The next time you are in your warehouse or factory remember to look up! I can guarantee that the space around you is less than 40% full.  If it is not, then you are one of the very small minority of people who have achieved an 85% efficiency or one of the 35% of people operating in cramped conditions and under performing. Either way it is very likely that there are opportunities for improvements.

Essential Heights

For now lets assume there is nothing going on in your roof space other than its capacity to inflate your fuel bills.  If you think of train sets or railway lines, its a method of linking up to points which otherwise don’t exist in a desirable form or are too costly to interact with each other.  In order to access headroom you need 3 conditions:

•    Condition 1 – Anything over doorway height has the capability of earning you an income provided you can think of something to do with it.

•    Condition 2 – Anything over 4500mm high has the potential to become another work floor or storage platform provided you have the means of access and support.

•    Condition 3 – If you want full mezzanine space then 5m is the minimum otherwise you will hit your head on the roof.

Who Needs It?

If you take things to pieces or put them back together, sort them out, consign as in holding bulk and sending out small to multiple destinations and you want to cut costs, save time, space, handling damage or just mix ups or mistakes then you are one of the 10 best applications for conveyors.

What you can Save?

For my real example I am going to explain how the use of overhead conveyors saved two companies over £400 per hour straight on to their bottom line.

Both companies warehouse, manufacture, and ship and are multi sited. They both supply retail who are not noted for their generosity and they have to work very hard for their pennies.  Manufacturing headroom is usually governed by the height of the machines, which in textiles is low.  Storage is more complex but a 7m eave is a good starting point.
The U.K., which moved from shop keeping in Napoleonic times to become the production centre of the planet, is still littered with redundant production facilities.  Even engineering work shops are seldom over 4m and frequently too narrow because they housed cranes. Modern facilities draw a good but not perfect compromise.

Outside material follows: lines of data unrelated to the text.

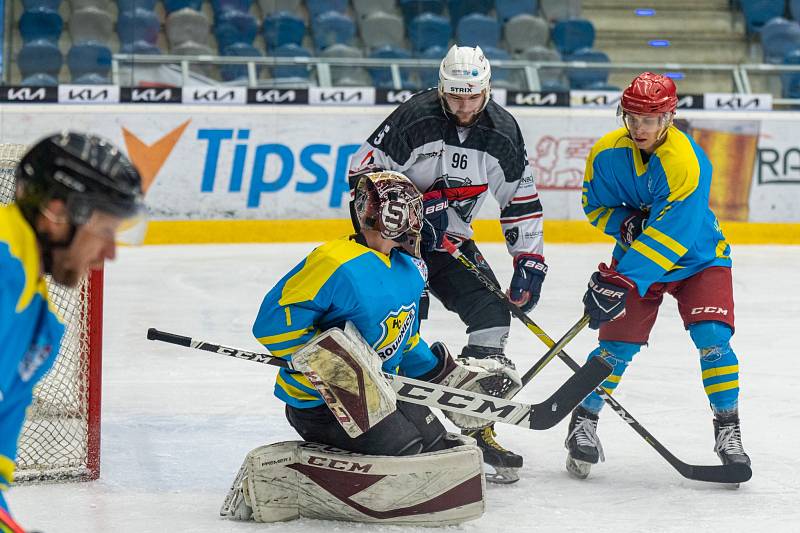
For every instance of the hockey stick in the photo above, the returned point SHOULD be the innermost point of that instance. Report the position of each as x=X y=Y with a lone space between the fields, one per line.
x=730 y=473
x=538 y=416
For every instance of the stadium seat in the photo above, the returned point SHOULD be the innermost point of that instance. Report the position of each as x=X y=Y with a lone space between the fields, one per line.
x=525 y=31
x=138 y=25
x=269 y=7
x=508 y=9
x=91 y=24
x=283 y=28
x=318 y=7
x=40 y=57
x=778 y=37
x=91 y=78
x=429 y=76
x=365 y=7
x=140 y=47
x=331 y=28
x=382 y=76
x=554 y=10
x=583 y=78
x=461 y=8
x=347 y=76
x=40 y=79
x=172 y=6
x=239 y=72
x=234 y=27
x=89 y=57
x=478 y=30
x=571 y=35
x=187 y=25
x=40 y=24
x=428 y=30
x=290 y=71
x=382 y=29
x=133 y=5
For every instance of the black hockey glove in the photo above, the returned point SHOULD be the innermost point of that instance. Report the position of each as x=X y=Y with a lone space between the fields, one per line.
x=605 y=298
x=632 y=227
x=434 y=224
x=526 y=284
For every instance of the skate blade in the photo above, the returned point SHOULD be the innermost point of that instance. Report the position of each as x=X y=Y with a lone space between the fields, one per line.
x=577 y=468
x=501 y=475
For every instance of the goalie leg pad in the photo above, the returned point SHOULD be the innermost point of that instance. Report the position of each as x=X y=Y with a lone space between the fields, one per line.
x=302 y=479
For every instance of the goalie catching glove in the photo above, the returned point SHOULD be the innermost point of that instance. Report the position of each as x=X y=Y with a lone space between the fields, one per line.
x=474 y=375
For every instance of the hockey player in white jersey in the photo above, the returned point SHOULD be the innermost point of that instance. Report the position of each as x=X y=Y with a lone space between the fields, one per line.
x=457 y=145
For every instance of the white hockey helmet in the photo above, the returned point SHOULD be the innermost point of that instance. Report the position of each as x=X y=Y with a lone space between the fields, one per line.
x=465 y=70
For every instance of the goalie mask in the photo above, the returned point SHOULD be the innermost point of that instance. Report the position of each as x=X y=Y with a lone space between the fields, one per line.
x=388 y=202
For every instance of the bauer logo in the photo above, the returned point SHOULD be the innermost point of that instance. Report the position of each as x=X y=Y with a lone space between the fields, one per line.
x=150 y=95
x=277 y=96
x=88 y=94
x=342 y=96
x=29 y=94
x=215 y=95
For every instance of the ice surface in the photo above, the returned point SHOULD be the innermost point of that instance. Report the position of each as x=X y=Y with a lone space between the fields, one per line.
x=178 y=422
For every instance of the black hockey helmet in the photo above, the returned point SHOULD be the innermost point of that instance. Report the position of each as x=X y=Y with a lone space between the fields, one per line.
x=87 y=172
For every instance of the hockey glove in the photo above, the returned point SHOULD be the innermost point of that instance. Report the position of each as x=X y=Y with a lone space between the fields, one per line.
x=434 y=224
x=605 y=298
x=469 y=374
x=526 y=284
x=632 y=227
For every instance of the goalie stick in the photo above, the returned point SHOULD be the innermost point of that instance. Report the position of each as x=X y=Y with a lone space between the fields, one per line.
x=538 y=416
x=730 y=473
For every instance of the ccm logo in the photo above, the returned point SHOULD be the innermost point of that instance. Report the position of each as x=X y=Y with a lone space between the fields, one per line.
x=717 y=310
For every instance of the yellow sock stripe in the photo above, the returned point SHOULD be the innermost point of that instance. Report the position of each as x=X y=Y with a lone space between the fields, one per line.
x=719 y=387
x=283 y=337
x=720 y=371
x=666 y=240
x=652 y=255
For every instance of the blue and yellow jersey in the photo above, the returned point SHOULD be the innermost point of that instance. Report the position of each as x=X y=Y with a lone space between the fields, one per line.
x=682 y=235
x=340 y=281
x=30 y=330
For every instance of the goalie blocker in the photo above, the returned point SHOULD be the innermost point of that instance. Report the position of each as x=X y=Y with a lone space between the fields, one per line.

Company A had two sites 60 miles apart.  One was a cut, make and trim textile operation and the other onward processed their work.  The second factory, sited in an old mill, in Yorkshire had inaccessible roof space filled with steel roof trusses.  Not obvious, but possible, these roof trusses could be opened out, supported through a mezzanine floor, strengthened and fitted out to hold the cut, make and trim operation.  It paid for itself in 6 weeks.  A simple gravity conveyor connected the two operations.

Company B had a manufacturing unit in a 9m high building and a storage unit in a 2.8m high building.  This arrangement was reversed to provide mezzanine storage and adjustable pallet racking storage.  It became a marshalling point and distribution operation for the business.  It took six months to complete and enabled production volumes to double with the same work force.    This was achieved by an inter-connecting conveyor ferrying goods at ground level from four manufacturing sections at the end of which they were metal detected and fed straight on to an overhead conveyor and out to a 7 vehicle bay dock where they were fed on to waiting loading conveyors, effectively turning a 6 man operation into a two man operation at every connecting point to the conveyor so the vehicles spent less time on the docks, more work could be warehoused or processed and less errors were made in processing.